IMPORTANT NOTE: If you reach 100% ownership, in some cases, for houses, the freehold will transfer to you. For flats, the leasehold continues, but the shared ownership obligations won't.
In addition, this is an important point to consider because the service charge and maintenance/management fees can increase unexpectedly. Make sure you know all the details!
Shared ownership pros and cons
The pros of shared ownership
- Smaller deposit and mortgage.
- More affordable.
- Possibility of increasing the ownership over the years.
- The properties are usually new or had fewer owners.
The cons of shared ownership
- Properties are leasehold, and you may need to pay ground rent.
- The selling process needs to go through the shared ownership scheme first before going to the open market.
- Depending on the property, you will need to pay a service charge and maintenance/management fees.
- The cost of the shares increase over time, so it gets more expensive to buy more shares and increase ownership.
What are the eligibility rules for shared ownership?
To be eligible for the shared ownership scheme, you must be at least 18 years old.
If you live outside London, your annual household income needs to be less than £80,000. If you live in London, it needs to be less than £90,000.
You don't need to be a first-time buyer to purchase a property with the shared ownership scheme, but you must not own any property at the moment of the new purchase or be in the process of selling a property. You will need to prove that.
You must have a good credit score.
You must prove that you can't afford to buy a property without the shared ownership scheme.
Finally, you can't already have any mortgages or rent arrangements.

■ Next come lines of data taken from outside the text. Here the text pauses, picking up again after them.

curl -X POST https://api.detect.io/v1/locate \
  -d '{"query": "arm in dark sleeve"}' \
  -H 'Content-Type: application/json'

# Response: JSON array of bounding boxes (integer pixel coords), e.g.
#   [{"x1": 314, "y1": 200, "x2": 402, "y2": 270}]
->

IMPORTANT NOTE: Depending on the property you want to buy, you will have to meet certain eligibility criteria. Because the shared ownership scheme works with different housing associations, the criteria can change a lot. Some of them make it easier for people to purchase their properties, others harder. There are no guarantees that you will be accepted.
In addition, some housing associations require you to prove that you have connections to the area you want to buy the property. For example, that you have previously lived in the area, that you work in the area, that you already have family members living in the area and others.
How to buy a shared ownership property
The first step to buying a shared ownership property is to make sure you are eligible. Latest Deals have listed some of the eligibility criteria above.
After that, you will need to find a property you are interested in using the search tool from the shared ownership scheme. You can find this here.
Then, you need to create an account with Sharetobuy.com to register your interest in the property and contact the housing association responsible for the property. When you register your interest, you will receive all the information regarding that property, including a summary of costs document, which will give you an overview of how much initially it will cost to purchase the property, the expected monthly expenses and how much it will cost to buy more shares in the future.
You can also use the information below to contact them and register:
Telephone: 0300 790 0570
Midlands and London
Telephone: 0333 321 4044
South England (excluding London)
Telephone: 0800 456 1188
IMPORTANT NOTE: With time, you can purchase more shares of the property up to 100% to have full ownership, but the next shares you purchase will take into account the market value of the property at the time, which means that the values of the shares can increase over time, making it more expensive for you to own more shares.